User Experience & Human-Computer Interaction
Making technology easier to use and content more accessible
As technology evolves, the goal of UX/HCI is to make it easier for people to use all kinds of digital technologies to accomplish their goals. This includes reducing the barriers to using these tools, whatever the physical ability of the user or the nature of the task; creating a positive user experience including visual and structural elements; ensuring the user can easily navigate the site/device and find what they are looking for; and creating content which is understandable and accessible to the user.
The iSchool is exploring ways to make computers and applications smarter in discerning what the user is trying to accomplish. The ultimate goal is to increase user satisfaction, improve efficiency and make it more likely that the user will solve their information problem.

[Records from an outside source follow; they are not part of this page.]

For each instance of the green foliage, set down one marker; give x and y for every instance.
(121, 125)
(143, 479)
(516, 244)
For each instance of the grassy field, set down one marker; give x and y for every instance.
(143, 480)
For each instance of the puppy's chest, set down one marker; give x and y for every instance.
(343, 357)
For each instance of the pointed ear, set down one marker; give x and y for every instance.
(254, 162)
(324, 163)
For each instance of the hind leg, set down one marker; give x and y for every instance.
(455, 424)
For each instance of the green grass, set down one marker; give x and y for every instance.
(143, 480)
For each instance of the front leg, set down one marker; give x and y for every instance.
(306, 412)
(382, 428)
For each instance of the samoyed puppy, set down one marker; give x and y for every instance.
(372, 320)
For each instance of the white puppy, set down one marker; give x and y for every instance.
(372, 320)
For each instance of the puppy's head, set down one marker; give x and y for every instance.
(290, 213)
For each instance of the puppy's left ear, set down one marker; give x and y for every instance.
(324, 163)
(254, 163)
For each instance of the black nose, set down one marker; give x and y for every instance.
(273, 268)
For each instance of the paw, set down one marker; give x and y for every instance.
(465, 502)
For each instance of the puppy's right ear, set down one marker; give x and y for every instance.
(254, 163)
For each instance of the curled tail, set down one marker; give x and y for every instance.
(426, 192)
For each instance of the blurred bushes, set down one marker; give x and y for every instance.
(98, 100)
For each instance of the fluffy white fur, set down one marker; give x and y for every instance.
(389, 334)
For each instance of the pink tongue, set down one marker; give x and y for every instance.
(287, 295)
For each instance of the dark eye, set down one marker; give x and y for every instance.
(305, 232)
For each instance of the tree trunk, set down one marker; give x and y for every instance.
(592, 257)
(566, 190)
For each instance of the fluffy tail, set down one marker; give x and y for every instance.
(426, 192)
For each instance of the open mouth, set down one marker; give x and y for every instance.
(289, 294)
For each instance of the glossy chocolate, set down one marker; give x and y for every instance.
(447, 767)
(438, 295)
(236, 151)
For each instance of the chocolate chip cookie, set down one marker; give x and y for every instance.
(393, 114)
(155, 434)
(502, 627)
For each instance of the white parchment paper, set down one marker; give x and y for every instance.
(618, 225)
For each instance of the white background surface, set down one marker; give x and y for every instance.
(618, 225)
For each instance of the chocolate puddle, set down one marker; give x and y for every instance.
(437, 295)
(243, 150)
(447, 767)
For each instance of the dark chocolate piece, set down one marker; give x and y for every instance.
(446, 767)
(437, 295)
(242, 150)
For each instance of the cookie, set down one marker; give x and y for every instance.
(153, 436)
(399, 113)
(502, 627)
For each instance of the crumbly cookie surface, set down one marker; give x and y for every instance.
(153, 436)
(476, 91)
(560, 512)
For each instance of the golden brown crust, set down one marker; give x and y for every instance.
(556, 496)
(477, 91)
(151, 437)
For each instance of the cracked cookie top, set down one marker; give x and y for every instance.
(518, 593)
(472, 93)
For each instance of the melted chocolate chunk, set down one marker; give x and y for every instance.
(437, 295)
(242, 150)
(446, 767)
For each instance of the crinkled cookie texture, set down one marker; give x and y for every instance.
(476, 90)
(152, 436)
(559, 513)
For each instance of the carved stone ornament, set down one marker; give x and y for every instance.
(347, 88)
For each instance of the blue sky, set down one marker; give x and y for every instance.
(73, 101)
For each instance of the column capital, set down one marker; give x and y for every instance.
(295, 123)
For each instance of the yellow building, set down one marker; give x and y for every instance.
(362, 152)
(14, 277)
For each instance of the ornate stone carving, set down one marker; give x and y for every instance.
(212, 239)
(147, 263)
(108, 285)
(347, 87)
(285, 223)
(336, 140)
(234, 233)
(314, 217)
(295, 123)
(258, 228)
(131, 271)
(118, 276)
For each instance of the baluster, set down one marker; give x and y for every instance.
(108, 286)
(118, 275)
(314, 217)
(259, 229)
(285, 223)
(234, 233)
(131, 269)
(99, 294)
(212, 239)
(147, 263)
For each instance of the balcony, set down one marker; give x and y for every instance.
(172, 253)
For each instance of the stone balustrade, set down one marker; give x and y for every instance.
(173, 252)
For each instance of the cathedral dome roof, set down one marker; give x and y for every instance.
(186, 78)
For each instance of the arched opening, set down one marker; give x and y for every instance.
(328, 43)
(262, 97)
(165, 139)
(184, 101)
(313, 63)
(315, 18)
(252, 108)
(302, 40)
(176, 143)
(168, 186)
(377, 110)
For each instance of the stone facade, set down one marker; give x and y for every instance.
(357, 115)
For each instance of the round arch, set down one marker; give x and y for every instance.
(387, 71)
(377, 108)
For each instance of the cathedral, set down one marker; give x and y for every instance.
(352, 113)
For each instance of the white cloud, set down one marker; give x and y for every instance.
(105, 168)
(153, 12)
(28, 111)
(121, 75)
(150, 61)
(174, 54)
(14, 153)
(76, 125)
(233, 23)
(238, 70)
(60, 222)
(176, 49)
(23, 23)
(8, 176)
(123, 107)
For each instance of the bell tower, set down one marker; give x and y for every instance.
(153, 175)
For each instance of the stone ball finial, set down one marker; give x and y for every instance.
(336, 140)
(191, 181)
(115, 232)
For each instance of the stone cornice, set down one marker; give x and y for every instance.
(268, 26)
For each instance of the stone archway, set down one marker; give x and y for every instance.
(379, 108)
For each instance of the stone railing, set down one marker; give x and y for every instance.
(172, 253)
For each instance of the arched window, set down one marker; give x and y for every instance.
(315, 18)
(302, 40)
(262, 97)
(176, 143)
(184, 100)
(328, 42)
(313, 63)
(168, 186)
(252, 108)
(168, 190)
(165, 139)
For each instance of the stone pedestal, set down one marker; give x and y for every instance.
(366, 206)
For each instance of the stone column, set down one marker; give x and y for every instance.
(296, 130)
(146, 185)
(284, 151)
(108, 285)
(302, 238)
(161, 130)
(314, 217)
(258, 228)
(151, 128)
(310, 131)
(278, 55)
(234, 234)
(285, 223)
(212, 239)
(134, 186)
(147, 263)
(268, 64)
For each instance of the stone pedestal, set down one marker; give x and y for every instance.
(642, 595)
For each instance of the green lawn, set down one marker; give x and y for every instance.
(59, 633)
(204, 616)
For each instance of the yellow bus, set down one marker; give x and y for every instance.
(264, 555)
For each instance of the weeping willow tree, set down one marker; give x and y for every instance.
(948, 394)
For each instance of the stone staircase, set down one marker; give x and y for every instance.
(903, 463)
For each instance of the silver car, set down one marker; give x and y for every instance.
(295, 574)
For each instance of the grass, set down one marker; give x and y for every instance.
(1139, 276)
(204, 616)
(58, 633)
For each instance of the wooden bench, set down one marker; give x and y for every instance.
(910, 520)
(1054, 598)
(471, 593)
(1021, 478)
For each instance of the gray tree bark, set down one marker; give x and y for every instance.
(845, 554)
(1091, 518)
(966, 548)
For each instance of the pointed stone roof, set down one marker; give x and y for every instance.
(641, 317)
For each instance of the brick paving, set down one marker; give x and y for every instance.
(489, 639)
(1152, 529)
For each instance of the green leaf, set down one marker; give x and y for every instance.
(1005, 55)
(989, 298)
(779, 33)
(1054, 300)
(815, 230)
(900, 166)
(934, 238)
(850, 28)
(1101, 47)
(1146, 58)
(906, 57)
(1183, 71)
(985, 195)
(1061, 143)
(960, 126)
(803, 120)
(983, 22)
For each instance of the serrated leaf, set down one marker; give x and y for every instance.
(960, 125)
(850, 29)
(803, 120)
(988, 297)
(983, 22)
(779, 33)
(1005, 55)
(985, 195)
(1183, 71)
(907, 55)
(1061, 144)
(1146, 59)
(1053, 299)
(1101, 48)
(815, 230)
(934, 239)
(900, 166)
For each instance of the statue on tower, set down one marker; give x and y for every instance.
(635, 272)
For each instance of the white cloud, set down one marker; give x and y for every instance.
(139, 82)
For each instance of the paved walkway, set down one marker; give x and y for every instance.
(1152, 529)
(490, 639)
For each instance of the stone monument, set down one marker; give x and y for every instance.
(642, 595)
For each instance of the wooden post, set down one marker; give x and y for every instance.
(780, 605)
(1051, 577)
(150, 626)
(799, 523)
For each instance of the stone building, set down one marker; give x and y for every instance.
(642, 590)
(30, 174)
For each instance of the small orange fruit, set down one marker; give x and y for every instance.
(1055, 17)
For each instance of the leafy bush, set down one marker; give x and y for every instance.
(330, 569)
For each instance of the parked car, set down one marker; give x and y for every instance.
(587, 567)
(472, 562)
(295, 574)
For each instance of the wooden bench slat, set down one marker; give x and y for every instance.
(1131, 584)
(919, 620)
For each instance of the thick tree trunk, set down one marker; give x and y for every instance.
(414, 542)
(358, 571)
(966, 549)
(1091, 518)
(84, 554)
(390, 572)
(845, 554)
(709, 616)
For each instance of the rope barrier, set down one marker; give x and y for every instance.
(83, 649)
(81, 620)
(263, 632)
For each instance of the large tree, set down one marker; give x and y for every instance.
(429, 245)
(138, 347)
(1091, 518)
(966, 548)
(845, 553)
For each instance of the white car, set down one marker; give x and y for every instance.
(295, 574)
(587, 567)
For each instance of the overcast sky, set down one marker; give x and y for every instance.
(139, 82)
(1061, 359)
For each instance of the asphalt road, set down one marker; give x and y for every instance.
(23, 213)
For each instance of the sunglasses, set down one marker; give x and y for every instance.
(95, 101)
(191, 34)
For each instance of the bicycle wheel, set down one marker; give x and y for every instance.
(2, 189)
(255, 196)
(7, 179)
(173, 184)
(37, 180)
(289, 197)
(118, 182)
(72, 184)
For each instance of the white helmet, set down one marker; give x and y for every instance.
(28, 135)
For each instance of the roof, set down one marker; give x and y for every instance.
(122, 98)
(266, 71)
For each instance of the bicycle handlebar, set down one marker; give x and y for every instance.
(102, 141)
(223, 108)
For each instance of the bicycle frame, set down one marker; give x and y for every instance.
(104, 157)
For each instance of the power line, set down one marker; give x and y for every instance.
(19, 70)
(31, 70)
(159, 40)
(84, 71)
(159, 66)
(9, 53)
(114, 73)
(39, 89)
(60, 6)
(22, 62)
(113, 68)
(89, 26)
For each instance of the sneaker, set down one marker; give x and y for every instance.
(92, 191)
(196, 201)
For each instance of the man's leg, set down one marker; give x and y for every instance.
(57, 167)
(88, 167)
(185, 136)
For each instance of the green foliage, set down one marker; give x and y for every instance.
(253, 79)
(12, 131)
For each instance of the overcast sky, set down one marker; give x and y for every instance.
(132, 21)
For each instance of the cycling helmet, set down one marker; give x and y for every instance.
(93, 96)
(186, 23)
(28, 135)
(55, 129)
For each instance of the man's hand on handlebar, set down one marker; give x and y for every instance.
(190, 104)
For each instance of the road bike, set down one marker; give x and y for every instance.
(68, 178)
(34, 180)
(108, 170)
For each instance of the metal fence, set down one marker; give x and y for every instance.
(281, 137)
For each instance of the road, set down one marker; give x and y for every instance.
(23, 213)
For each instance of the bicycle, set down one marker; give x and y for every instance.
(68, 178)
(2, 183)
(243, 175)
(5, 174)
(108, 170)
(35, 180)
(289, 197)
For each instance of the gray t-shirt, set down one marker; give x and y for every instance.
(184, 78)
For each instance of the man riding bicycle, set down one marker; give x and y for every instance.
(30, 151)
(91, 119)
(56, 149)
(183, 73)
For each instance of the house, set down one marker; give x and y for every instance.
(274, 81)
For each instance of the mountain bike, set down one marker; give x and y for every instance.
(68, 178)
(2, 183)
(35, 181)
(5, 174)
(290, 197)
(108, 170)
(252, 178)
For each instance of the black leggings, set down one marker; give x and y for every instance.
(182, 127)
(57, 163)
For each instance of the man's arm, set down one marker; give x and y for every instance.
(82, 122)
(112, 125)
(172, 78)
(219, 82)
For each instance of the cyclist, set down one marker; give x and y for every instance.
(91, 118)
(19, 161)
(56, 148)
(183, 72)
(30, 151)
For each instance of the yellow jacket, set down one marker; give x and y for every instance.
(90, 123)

iSchool research centers on user interface design, increasing software development efficiency and designing mobile applications for health, accessibility, the developing world and dozens of other domains.
Applicability
The iSchool’s expertise and research in UX/HCI can assist organizations in the following ways:
- Providing a better user experience in a variety of web-based applications
- Helping people find what is most important on your website
- Designing hardware and software products that are more easily used
- Understanding how people access information through technology tools
- Using online games to assist in training
- Creating new techniques to help developers debug code, find problems, and understand user needs
- Developing mobile applications that are beneficial to customers
Projects and Research
Ability-based Design
Create a smart system that is aware of the abilities of the user and provide an interface better suited to those abilities. This includes such projects as the Angle Mouse and the Pointing Magnifier.
HealthWeaver
Mobile applications that help the user combine multiple tasks in a single place, including appointments, medication information and progress tracking.
LemonAid
Allows the user find help in a single click on every web page. By adding a crowd-sourced help feature on websites, the user can see what others have asked and select the query most like their own.
Gidget
A game can teach programming and debugging skills and still be fun. iSchool research has shown that personifying an interpreter in a puzzle game context significantly increases engagement and learning.